LOL! Now *that* is funny!


----------



## Wendy427 (Apr 4, 2009)

WOW! You must have scrubbed her so hard, she just disappeared! Great pic!


----------



## CAROLINA MOM (May 12, 2009)

That's great, love it!


----------



## soxOZ (Dec 13, 2007)

Love it... Obviously Poppy was just a little damp at the time... ... .. LOL... :doh:


----------



## GoldCharm (Jun 1, 2012)

That is great! Almost looks like a little-headed lion!


----------



## tcsd87 (Jun 21, 2012)

I think you should outline this in chalk and date it. If you can, keep measuring him and see how big he grows!


----------



## Goldengal9 (Apr 18, 2012)

Super cool picture!


----------



## vcm5 (Apr 20, 2011)

Haha, that is great!!!


----------



## sameli102 (Aug 23, 2009)

Love it!

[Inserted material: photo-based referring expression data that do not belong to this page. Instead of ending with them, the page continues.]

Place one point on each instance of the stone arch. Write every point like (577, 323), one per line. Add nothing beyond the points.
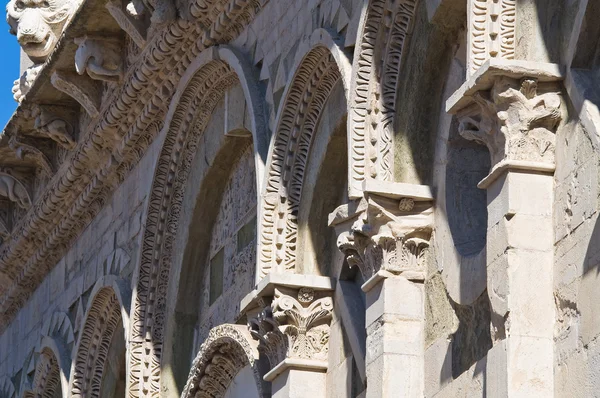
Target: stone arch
(109, 308)
(200, 89)
(317, 72)
(58, 339)
(378, 57)
(226, 351)
(7, 389)
(47, 379)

That is so cute and quite unique.


----------



## MyBuddy22 (Oct 29, 2010)

this made me LOL for real haha! this is great.


----------



## *Laura* (Dec 13, 2011)

Great picture!!!!


----------



## Sweet Girl (Jun 10, 2010)

That's so cool!


----------



## attagirl (Aug 11, 2011)

Very, very cool.


----------